Un millier de manifestants ont bravé dimanche l’ordre de l’armée égyptienne d’évacuer la place Tahrir, dans le centre du Caire. Ils réclamaient pour le troisième jour consécutif un transfert rapide du pouvoir à la société civile et une purge des dirigeants corrompus.

« Révolution ! Révolution ! », « Nous voulons un conseil civil », « Renversons le ministre de la Défense », ont scandé les manifestants en brandissant un portrait du maréchal Mohamed Hussein Tantaoui, le ministre de la Défense qui dirige le conseil militaire au pouvoir en Egypte.

Un douzaine de véhicules de transport de troupes stationnaient à proximité de la place, mais hors de vue.

L’armée bénéficie d’un large soutien depuis qu’elle assume les pouvoirs à la suite de la démission de Moubarak, mais les plaintes se multiplient bien qu’elle ait promis des élections législatives libres et démocratiques en septembre.

Un noyau dur de manifestants accuse l’armée de collusion avec des proches de Moubarak et affirme qu’elle cherche à éviter que certains de ses ex-collaborateurs soient traduits en justice.

Selon des sources médicales, 13 hommes ont été blessés par des armes à feu et deux autres tués dans la nuit de vendredi à samedi lors du plus grand rassemblement organisé depuis le 18 février, lorsque des millions d’Egyptiens avaient célébré la chute du président Moubarak.

Dans des scènes renvoyant aux manifestations qui ont eu raison de l’ancien chef d’Etat, soldats et policiers ont utilisé des tasers et des matraques pour tenter d’évacuer de la place Tahrir les manifestants.

ACCÈS À LA PLACE CONTRÔLÉS

N’y parvenant pas, l’armée s’est finalement retirée de la place. Elle a ensuite annoncé qu’elle ferait évacuer la place samedi soir. « Mais rien ne s’est passé », a rapporté Ahmed el Moqdami, 25 ans, membre d’un groupe de jeunes de Haute-Egypte.

« Nous poursuivrons le sit-in jusqu’à ce que nous obtenions satisfaction, a-t-il ajouté. Avant tout, le maréchal doit partir. Moubarak doit être traduit en justice et un conseil civil doit être formé pour la période de transition. »

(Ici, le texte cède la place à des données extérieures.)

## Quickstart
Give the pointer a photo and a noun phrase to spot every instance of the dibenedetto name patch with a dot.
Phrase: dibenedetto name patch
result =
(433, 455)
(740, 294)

L’armée a affirmé que les violences intervenues pendant la manifestation étaient le fait d’éléments « appuyant la contre-révolution » pour tenter de « semer la discorde entre l’armée et le peuple ». Elle a assuré que les soldats n’avaient pas tiré à balles réelles.

Dimanche matin, seule la carcasse d’un véhicule incendié rappelait les affrontements. La présence des forces de sécurité était réduite à son minimum.

Des manifestants vérifiaient l’identité des personnes entrant sur la place, mais ils ont par la suite cessé de le faire, retiré une partie des barbelés qui en interdisaient l’entrée et brièvement autorisé certaines voitures à passer.